The herb is rarely used in Western herbal medicine.
Very few people who grow this plant for ornamental reasons are aware of its value as a medicinal herb and its importance in Chinese herbal medicine.
Bletilla is classified as a bitter, slightly cool and slightly sweet herb. When consumed, it is bitter at first but gets sweeter when it is chewed on for a while.
It is an important wound-healing herb in traditional Chinese herbal medicine and it was first described in Chinese medical literature in about 500 A.D. The herb was used to reduce swelling, promote the formation of tissue and stop bleeding.
It’s also used to treat hemoptysis (coughing up blood from the respiratory tract) and stop bleeding due to stomach ulcers.
Furthermore, it is used as a hemostatic agent for bleeding from the urinary tract, rectal bleeding, epistaxis (nose bleed) and some traumatic bleeding.
Powder made from the root (rhizome) is used externally as an herbal treatment for boils, swelling, acne sores and dry cracked hands and feet.
It is also used to treat burns and chilblains, a foot condition.
Preliminary research has indicated that the rhizomes of bletilla have some inhibitory effect on Mycobacterium tuberculosis and that the herb can be used as a treatment of pulmonary tuberculosis (TB).
In one study the powdered root was given to 60 chronic tuberculosis patients who had failed standard therapy. After taking the herb for three months, 42 patients were reported clinically healthy, 13 showed significant improvement while two showed no change.
Similar results have been found in other studies. Supporting Reference: Clinical Gerontology Unit, University of Cambridge School of Medicine, Addenbrooke’s Hospital, Cambridge, United Kingdom.
Dosage and Administration
To stop bleeding in the stomach or intestines, take 6 g of the powdered root three times daily.

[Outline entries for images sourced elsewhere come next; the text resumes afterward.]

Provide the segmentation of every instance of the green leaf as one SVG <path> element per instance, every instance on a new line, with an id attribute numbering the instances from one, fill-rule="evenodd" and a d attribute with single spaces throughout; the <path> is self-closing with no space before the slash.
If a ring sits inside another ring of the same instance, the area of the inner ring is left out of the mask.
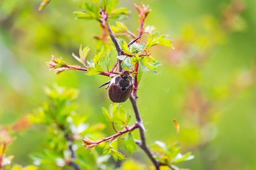
<path id="1" fill-rule="evenodd" d="M 121 60 L 124 60 L 126 58 L 127 56 L 126 55 L 119 55 L 116 57 L 118 59 Z"/>
<path id="2" fill-rule="evenodd" d="M 146 46 L 146 49 L 148 49 L 157 42 L 157 40 L 155 39 L 155 36 L 153 34 L 148 35 L 147 38 L 147 45 Z"/>
<path id="3" fill-rule="evenodd" d="M 103 153 L 102 154 L 102 155 L 104 156 L 106 154 L 110 154 L 111 152 L 111 149 L 113 147 L 111 145 L 109 145 L 108 143 L 107 143 L 105 148 L 103 149 Z"/>
<path id="4" fill-rule="evenodd" d="M 168 147 L 167 147 L 165 143 L 163 142 L 162 142 L 161 141 L 155 141 L 155 143 L 158 145 L 164 150 L 168 150 Z"/>
<path id="5" fill-rule="evenodd" d="M 40 6 L 38 7 L 38 11 L 40 11 L 43 9 L 46 6 L 49 4 L 51 0 L 43 0 L 43 2 L 41 3 Z"/>
<path id="6" fill-rule="evenodd" d="M 120 106 L 119 107 L 118 114 L 116 115 L 115 123 L 120 125 L 125 125 L 126 115 L 124 108 Z"/>
<path id="7" fill-rule="evenodd" d="M 106 55 L 104 55 L 101 58 L 102 60 L 102 66 L 103 69 L 108 72 L 111 61 L 111 55 L 110 53 L 107 53 Z"/>
<path id="8" fill-rule="evenodd" d="M 95 63 L 94 63 L 94 62 L 93 62 L 92 60 L 91 60 L 90 61 L 88 61 L 87 63 L 89 64 L 89 65 L 91 67 L 94 67 L 94 64 L 95 64 Z"/>
<path id="9" fill-rule="evenodd" d="M 93 61 L 95 63 L 98 64 L 100 57 L 101 57 L 101 56 L 102 56 L 103 54 L 104 50 L 104 47 L 102 47 L 101 48 L 100 52 L 98 52 L 97 51 L 95 51 L 95 56 L 92 59 L 92 61 Z"/>
<path id="10" fill-rule="evenodd" d="M 156 63 L 155 63 L 152 65 L 156 67 L 156 68 L 157 68 L 158 67 L 162 66 L 162 65 L 163 65 L 163 64 L 161 63 L 156 62 Z"/>
<path id="11" fill-rule="evenodd" d="M 128 51 L 127 43 L 121 38 L 117 39 L 117 42 L 123 51 Z"/>
<path id="12" fill-rule="evenodd" d="M 76 19 L 83 19 L 86 20 L 93 20 L 94 18 L 88 14 L 82 11 L 75 11 L 73 14 L 76 16 Z"/>
<path id="13" fill-rule="evenodd" d="M 112 119 L 114 119 L 116 117 L 116 115 L 118 112 L 118 107 L 119 104 L 117 103 L 115 103 L 114 105 L 110 105 L 110 107 L 112 107 Z"/>
<path id="14" fill-rule="evenodd" d="M 86 3 L 80 5 L 80 7 L 86 12 L 86 13 L 85 14 L 88 14 L 91 18 L 97 20 L 98 20 L 101 17 L 100 13 L 100 10 L 97 4 Z M 87 19 L 88 18 L 87 17 L 84 19 Z"/>
<path id="15" fill-rule="evenodd" d="M 116 21 L 116 27 L 120 29 L 123 31 L 125 32 L 128 31 L 128 28 L 127 28 L 127 27 L 123 22 L 121 22 L 118 21 Z"/>
<path id="16" fill-rule="evenodd" d="M 80 63 L 81 64 L 83 64 L 83 62 L 81 60 L 81 59 L 77 57 L 74 53 L 72 53 L 72 56 L 73 56 L 74 58 L 77 61 Z"/>
<path id="17" fill-rule="evenodd" d="M 195 156 L 192 155 L 191 152 L 188 152 L 186 154 L 182 155 L 179 153 L 177 155 L 172 159 L 172 163 L 180 162 L 181 162 L 185 161 L 186 160 L 190 160 L 195 157 Z"/>
<path id="18" fill-rule="evenodd" d="M 116 8 L 116 5 L 118 2 L 118 0 L 110 0 L 104 1 L 104 4 L 102 4 L 102 6 L 106 6 L 105 11 L 106 11 L 107 14 L 111 14 L 111 12 Z"/>
<path id="19" fill-rule="evenodd" d="M 167 47 L 168 48 L 174 49 L 172 45 L 172 41 L 170 39 L 167 39 L 168 35 L 162 35 L 158 38 L 159 41 L 156 43 L 157 45 L 163 45 Z"/>
<path id="20" fill-rule="evenodd" d="M 110 123 L 112 123 L 112 117 L 107 109 L 102 107 L 102 112 L 107 120 Z"/>
<path id="21" fill-rule="evenodd" d="M 113 149 L 111 149 L 111 154 L 115 161 L 117 162 L 118 159 L 120 160 L 124 160 L 127 159 L 124 155 L 122 154 L 122 153 L 116 151 Z"/>
<path id="22" fill-rule="evenodd" d="M 156 67 L 154 66 L 151 65 L 150 64 L 144 62 L 143 61 L 140 60 L 140 66 L 142 70 L 146 73 L 148 71 L 150 71 L 150 72 L 156 74 L 157 73 L 157 71 L 156 70 Z"/>
<path id="23" fill-rule="evenodd" d="M 164 45 L 168 48 L 173 48 L 171 43 L 172 41 L 167 39 L 168 37 L 168 35 L 162 35 L 158 37 L 155 37 L 154 34 L 149 35 L 148 35 L 146 49 L 148 49 L 154 45 Z"/>
<path id="24" fill-rule="evenodd" d="M 136 143 L 135 143 L 133 137 L 132 137 L 132 135 L 130 132 L 127 134 L 125 138 L 124 146 L 130 154 L 132 154 L 134 150 L 137 150 Z"/>
<path id="25" fill-rule="evenodd" d="M 145 47 L 144 43 L 142 43 L 139 44 L 138 43 L 135 42 L 129 47 L 130 51 L 133 53 L 141 53 L 144 51 L 144 47 Z"/>
<path id="26" fill-rule="evenodd" d="M 89 51 L 90 48 L 89 48 L 89 47 L 87 46 L 84 47 L 82 50 L 82 44 L 80 46 L 80 48 L 79 49 L 79 56 L 80 56 L 80 59 L 82 62 L 82 64 L 84 64 L 85 59 L 86 58 Z"/>
<path id="27" fill-rule="evenodd" d="M 131 11 L 128 8 L 122 8 L 112 11 L 110 14 L 109 18 L 118 20 L 126 20 L 130 17 Z"/>
<path id="28" fill-rule="evenodd" d="M 128 125 L 132 118 L 132 115 L 130 114 L 128 114 L 126 116 L 126 119 L 125 121 L 125 124 L 126 125 Z"/>
<path id="29" fill-rule="evenodd" d="M 123 60 L 121 64 L 123 68 L 130 68 L 132 67 L 132 63 L 131 62 L 131 57 L 127 57 Z"/>
<path id="30" fill-rule="evenodd" d="M 33 165 L 29 165 L 25 166 L 22 169 L 22 170 L 37 170 L 38 167 Z"/>
<path id="31" fill-rule="evenodd" d="M 100 65 L 96 64 L 94 67 L 89 67 L 87 69 L 87 71 L 89 72 L 85 75 L 87 76 L 94 76 L 98 74 L 103 72 L 103 69 Z"/>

To treat hemoptysis or bleeding from the rectum, bletilla can be used in a combination with great burnet (Sanguisorba officinalis) and hairy agrimony (Agrimonia pilosa).

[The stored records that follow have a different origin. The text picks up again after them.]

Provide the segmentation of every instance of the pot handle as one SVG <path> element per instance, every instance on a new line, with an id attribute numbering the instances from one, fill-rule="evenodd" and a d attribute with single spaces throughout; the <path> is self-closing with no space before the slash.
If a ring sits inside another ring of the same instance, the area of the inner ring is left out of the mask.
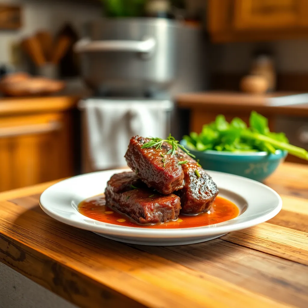
<path id="1" fill-rule="evenodd" d="M 74 46 L 78 53 L 95 51 L 126 51 L 149 54 L 153 52 L 156 41 L 153 37 L 144 38 L 141 41 L 91 41 L 88 38 L 82 38 Z"/>

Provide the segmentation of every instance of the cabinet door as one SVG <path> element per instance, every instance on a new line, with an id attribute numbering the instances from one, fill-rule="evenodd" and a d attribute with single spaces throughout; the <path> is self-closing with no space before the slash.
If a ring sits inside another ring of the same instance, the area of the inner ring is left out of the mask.
<path id="1" fill-rule="evenodd" d="M 0 191 L 72 173 L 65 114 L 0 119 Z"/>
<path id="2" fill-rule="evenodd" d="M 296 27 L 306 23 L 306 0 L 235 0 L 234 24 L 238 30 Z"/>

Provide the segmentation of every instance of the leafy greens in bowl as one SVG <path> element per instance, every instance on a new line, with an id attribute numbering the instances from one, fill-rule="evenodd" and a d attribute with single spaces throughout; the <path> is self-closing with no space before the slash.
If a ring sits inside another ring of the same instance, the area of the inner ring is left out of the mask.
<path id="1" fill-rule="evenodd" d="M 263 116 L 253 111 L 249 123 L 248 128 L 241 119 L 234 118 L 229 123 L 220 115 L 214 122 L 204 125 L 200 134 L 192 132 L 184 136 L 185 146 L 197 151 L 210 150 L 237 154 L 265 152 L 275 154 L 280 150 L 308 160 L 308 152 L 290 144 L 283 133 L 270 132 L 267 119 Z"/>
<path id="2" fill-rule="evenodd" d="M 292 145 L 283 133 L 270 131 L 267 119 L 251 113 L 250 127 L 238 118 L 228 123 L 220 115 L 204 125 L 199 134 L 184 136 L 181 144 L 205 169 L 262 181 L 273 173 L 289 152 L 308 159 L 308 152 Z"/>

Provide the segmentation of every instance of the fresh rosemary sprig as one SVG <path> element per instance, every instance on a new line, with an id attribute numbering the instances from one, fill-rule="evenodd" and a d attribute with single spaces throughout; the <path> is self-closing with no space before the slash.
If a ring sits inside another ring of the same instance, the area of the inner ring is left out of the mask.
<path id="1" fill-rule="evenodd" d="M 169 136 L 166 139 L 161 139 L 160 138 L 153 138 L 149 139 L 151 139 L 148 142 L 145 143 L 141 147 L 142 149 L 147 149 L 149 148 L 155 147 L 156 150 L 158 150 L 158 149 L 161 150 L 163 144 L 164 142 L 167 142 L 172 147 L 172 148 L 170 149 L 167 152 L 167 154 L 171 154 L 172 156 L 174 155 L 178 147 L 190 156 L 191 156 L 194 158 L 196 157 L 196 156 L 190 153 L 188 150 L 185 149 L 181 144 L 180 144 L 179 143 L 179 141 L 177 140 L 176 140 L 174 137 L 171 136 L 171 134 L 169 135 Z"/>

Those two herbs have also been used in Western herbal medicine to stop bleeding. Powder from the three herbs are mixed together and made into a paste for consumption.
Possible Side Effects and Interactions of Bletilla
The bletilla root should not be used with any preparations that include plant species of the genus Aconitum.

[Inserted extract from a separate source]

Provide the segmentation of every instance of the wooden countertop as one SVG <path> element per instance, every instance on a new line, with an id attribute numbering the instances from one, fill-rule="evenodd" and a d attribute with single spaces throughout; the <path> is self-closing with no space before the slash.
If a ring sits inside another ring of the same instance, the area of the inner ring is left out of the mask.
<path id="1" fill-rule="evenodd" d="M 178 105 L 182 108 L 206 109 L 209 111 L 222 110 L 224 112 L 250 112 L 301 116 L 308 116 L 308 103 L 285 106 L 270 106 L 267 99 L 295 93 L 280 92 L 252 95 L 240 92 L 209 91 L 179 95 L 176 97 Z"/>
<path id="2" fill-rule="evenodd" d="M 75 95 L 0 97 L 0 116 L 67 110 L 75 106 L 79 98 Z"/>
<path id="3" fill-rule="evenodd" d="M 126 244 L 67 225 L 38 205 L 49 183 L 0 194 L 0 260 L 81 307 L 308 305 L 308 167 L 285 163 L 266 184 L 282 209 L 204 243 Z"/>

Also, the herb should not be applied for chronic lung inflammation.
If the herb is used in large doses for a long period of time, it is toxic.
Use the herb only in consultation with a therapist or a trained herbalist who has experience and knowledge on Chinese herbal medicine.
Other Resources on Bletilla
Bown Deni. Encyclopaedia of Herbs and Their Uses. London. Dorling Kindersley, 1995.
Yeung, HC. Handbook of Chinese Herbs and Formulas. Los Angeles. Institute of Chinese Medicine, 1985.
Wu, Jing-Nuan: An Illustrated Chinese Materia Medica. New York- Oxford University Press 2005.
Tierra, Michael: The Way of Chinese Herbs. New York, Pocket Books 1998.
Foster, Steven & Yue Chongxi: Herbal Emissaries. Bringing Chinese Herbs to the West. Rochester, Vermont. Healing Arts Press 1992.
Bown, Deni: The Royal Horticultural Society New Encyclopedia of Herbs & Their Uses. London. Dorling Kindersley 2002.